As the only rookie on the 2018 roster, Marks is nicknamed "the grom" (young surfer) on tour but has quickly climbed the ranks among the sport's elite women. Her ability to seamlessly transition between turns on high-performance waves earned her as high as a No. 3 ranking early in the season.

She continues to hold a steady position among the top-10. Marks competes in the WSL's seventh tour stop, the Vans US Open of Surfing in Huntington Beach, California, this week. Not that she's sweating that either.

"When you're rookie, there's really no pressure," said the goofy-footed waterwoman, one of only three women on the 17-member tour who surfs leading with her right foot.

The third of six children, Marks hails from Melbourne Beach, Florida, where she grew up zipping up and down on her bike from the beach to her family's lake-front backyard with her two older brothers, Luke and Zach. She also discovered her love of sports, first on horseback through barrel racing. But at age 8, she swapped her horse for a surfboard after watching Luke, then a competitive surfer, enter local contests -- and won her first contest at age 10.

"I could see that competitive drive, like she wanted to win so badly," Luke said. "She'd surf every single day. I still see her as a 10-year-old grom who would ask me to run mock heats for her outside our home in Melbourne."

After winning amateur and junior contests for years, Marks started competing full-time on the WSL's Qualifying Series circuit in 2017, a development league that feeds into the championship tour, with the intent of qualifying for the championship tour in a few years. When it happened much sooner, it prompted some intense discussions with her family and coach, mostly surrounding her age.

"Does she go for this now or do we hold her back a year or two? Those were really big conversations," said former pro surfer Mike Parsons, Marks' coach and a Surfers' Hall of Fame inductee.

Courtesy of Darren Marks

Caroline Marks, right, grew up riding her bike from the beach to her family's house in Melbourne Beach, Florida, with her two older brothers.

The tour's rigorous travel schedule was also a concern for her parents, with 10 stops, everywhere from Bali to Fresno, and 10 months of traveling.
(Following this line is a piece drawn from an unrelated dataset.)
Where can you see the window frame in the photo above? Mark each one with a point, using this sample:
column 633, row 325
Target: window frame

For her father, Darren, the decision to let her compete was partly aided by his two older sons, both of whom have mentored Caroline throughout her surfing career.

"They said, 'Dad, she's ready for this,'" said Darren, who travels with Caroline to as many tour stops as he and wife Sarah can. "I think we made the right decision. She's got a smile on her face constantly."

She does so even amid harsh social media scrutiny. When news of Marks' qualification made the rounds, Darren said the family weathered criticism about Caroline being "another dumb surfer going on tour with no education." In reality, Caroline said she has been home-schooled since the sixth grade and often travels with school books.

And then there are the unique hazards of surfing while female.

"It's definitely so different from any other sport because you're in a bikini or you're in a wetsuit. There have been times where I've been like, 'Man, that's so mean. That guy is probably, like, triple my age, and he's making fun of me,'" she said of the social media comments she sometimes reads. "For me, I just try to not to worry about what people say. I think I'm pretty confident in myself."

It's a confidence that has allowed her to face former women's world champions like Stephanie Gilmore and Carissa Moore, both of whom Marks says she looked up to for years before joining the championship tour. Her natural prowess in the water has prompted some to dub her the next Kelly Slater, an 11-time men's world champion. Marks demures at the comparison; her coach Parsons doesn't.

"It's hard to find surfers or athletes that love what they do as much as she does. It's like a young Kelly Slater," he said. "Her stoke for it is so much that a lot of the girls [on tour] make fun of her because she always says the waves are good even when they're terrible."

When she isn't criss-crossing the globe on the quest for a world title, Marks splits her time between Florida and San Juan Capistrano, California, where her family relocated to two years ago. But chances are, you'll find her outside and in the water no matter where she is -- and not, say, playing video games.

"Barefoot and fishing and surfing and riding motocross. That's my thing," she said. "Not Fortnite."